My apologies for not keeping up with life with Lola. We recently found out the results from Lola’s first round of genetic testing and those results came back normal.
This should be good news, right?
Well, it should be good news and I mean it is good news, but what had me in a stricken panic all last week was what has haunted me from the very first time Lola had her first seizure…the unknowns scare the hell out of me. This news rocked me emotionally into someone I hadn’t been in a very long time.
In truth, I was a mess.
I began to Google, I sobbed uncontrollably, I looked at Lola as if she were a science experiment trying to pinpoint what exactly her diagnosis was and why it was causing her delay. Rob kindly reminded me that just because I had found the YouTube video that would help us find out Lola had West Syndrome, this did not mean I would be able to miraculously do so again. After a few days of mania, I began to realize that I have to be patient and just accept this for what it is. Many kids go their entire life without having a diagnosis hence the term “undiagnosed developmental delay”. The neurologist said Lola could just be delayed because of the seizures so early on in her life. That the decrease in white brain matter could be a result of the trauma her brain experienced while it was seizing. But in an effort to make sure we cover all unknown territory, Lola is being referred to a neurogeneticist at Riley Children’s Hospital. This doctor will take into account ALL of Lola’s symptoms and try to pinpoint specific genetic syndromes that could be a fit. The process is long and grueling and this is where my patience must kick in. The doctor is very hard to get into and the intake process alone can take weeks. After he has gone over all genetic markers, he will order specific tests in which those results can take months to get back.
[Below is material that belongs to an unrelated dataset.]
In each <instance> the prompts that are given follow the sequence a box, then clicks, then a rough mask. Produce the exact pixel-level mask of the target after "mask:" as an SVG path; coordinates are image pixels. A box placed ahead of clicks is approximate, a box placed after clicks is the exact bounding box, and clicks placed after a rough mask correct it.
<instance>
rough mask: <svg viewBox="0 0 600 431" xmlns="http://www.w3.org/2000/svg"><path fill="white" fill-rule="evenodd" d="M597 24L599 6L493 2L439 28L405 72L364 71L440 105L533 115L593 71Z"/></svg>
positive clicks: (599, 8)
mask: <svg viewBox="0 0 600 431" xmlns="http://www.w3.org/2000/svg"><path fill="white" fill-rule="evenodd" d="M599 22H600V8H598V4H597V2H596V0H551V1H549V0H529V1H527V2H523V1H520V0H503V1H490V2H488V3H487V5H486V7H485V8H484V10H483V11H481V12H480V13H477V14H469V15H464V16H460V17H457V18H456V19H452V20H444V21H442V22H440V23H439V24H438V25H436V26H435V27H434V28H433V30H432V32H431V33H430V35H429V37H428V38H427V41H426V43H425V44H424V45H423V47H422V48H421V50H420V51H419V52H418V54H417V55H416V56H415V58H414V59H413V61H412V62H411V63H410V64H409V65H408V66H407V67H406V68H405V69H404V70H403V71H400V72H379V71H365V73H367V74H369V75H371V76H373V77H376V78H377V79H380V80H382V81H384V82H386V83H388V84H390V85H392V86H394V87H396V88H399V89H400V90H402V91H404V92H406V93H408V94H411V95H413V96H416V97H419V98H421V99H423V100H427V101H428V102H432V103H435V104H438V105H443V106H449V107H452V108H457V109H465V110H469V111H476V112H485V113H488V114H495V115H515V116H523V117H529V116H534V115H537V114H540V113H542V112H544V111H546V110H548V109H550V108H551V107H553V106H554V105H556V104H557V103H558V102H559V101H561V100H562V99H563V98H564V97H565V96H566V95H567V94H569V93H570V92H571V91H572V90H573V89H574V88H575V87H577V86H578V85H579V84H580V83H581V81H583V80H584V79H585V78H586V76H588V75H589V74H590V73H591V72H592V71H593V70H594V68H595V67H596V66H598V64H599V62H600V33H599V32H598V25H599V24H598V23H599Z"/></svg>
But the most important thing is that Lola is continuing to develop which is a good sign and these pictures are all I need to see to remind me that she’ll get there when she is ready and able. That regardless of a diagnosis, she will continue to surprise us all because she’s Lola. A very determined, smart and beautiful little girl.
In occupational therapy, we are working on taking items off and putting them on, putting items in something and then taking them out, turning pages of a book, bringing a toy to her via a string and opening and shutting things. And let me tell you, while it takes Lola more time to figure these out…once she has, sister’s skills just take off!!
In physical therapy, we are still working on Lola learning to pull to stand. You may remember, she did it twice before but has yet to do it again on her own. Her PT says Lola has the strength, she just has to learn how to put it all together. But seeing that Lola uses her feet to manipulate her environment, standing and walking might prove to be difficult. Yet over the past couple of weeks, Lola has begun to do what I call her downward facing dog pose. Oddly enough, I think this is how she’ll learn to stand up, but we just have to wait and see.
Lola is doing amazing with taking an item out of something, but putting it back in proves to be challenging for her. But if I were Lola, why would I want to let go of an awesome toy that makes noises when I manipulate it in my hand?!
Last week, Lola began speech therapy with a wonderful lady who is quite engaging with Lola. The ST will work on trying to get Lola to pronounce vowels, syllables and eventually words and sentences. She will help Lola learn what communication is and how to effectively use it. But just ask anyone who has been around Lola and they will tell you the girl communicates…it’s just in her own way. Lola will mimic sounds such as raspberries, humming, saying ahhh when brushing teeth and now she claps when we say “YEAH!”. These are all positive signs for speech and communication in the future. Yesterday the ST was impressed with Lola’s turn taking interaction meaning Lola would imitate an action after the ST did. Lola would clap when the ST was finished singing a song and she made great eye contact. The ST noted in just the second week of working with Lola, she noticed how much more Lola was using her hands rather than her feet (although sister still loves using those feet!).
So while the unknowns of a diagnosis can be a scary, a diagnosis can also put Lola in a box of what she will and will not be able to do. The unknown diagnosis can mean my kid has no limits and no boundaries of what she will be able to achieve. And even if Lola did have a diagnosis that restricted her, I would never stop teaching her to reach for the stars because I know she’ll get there eventually.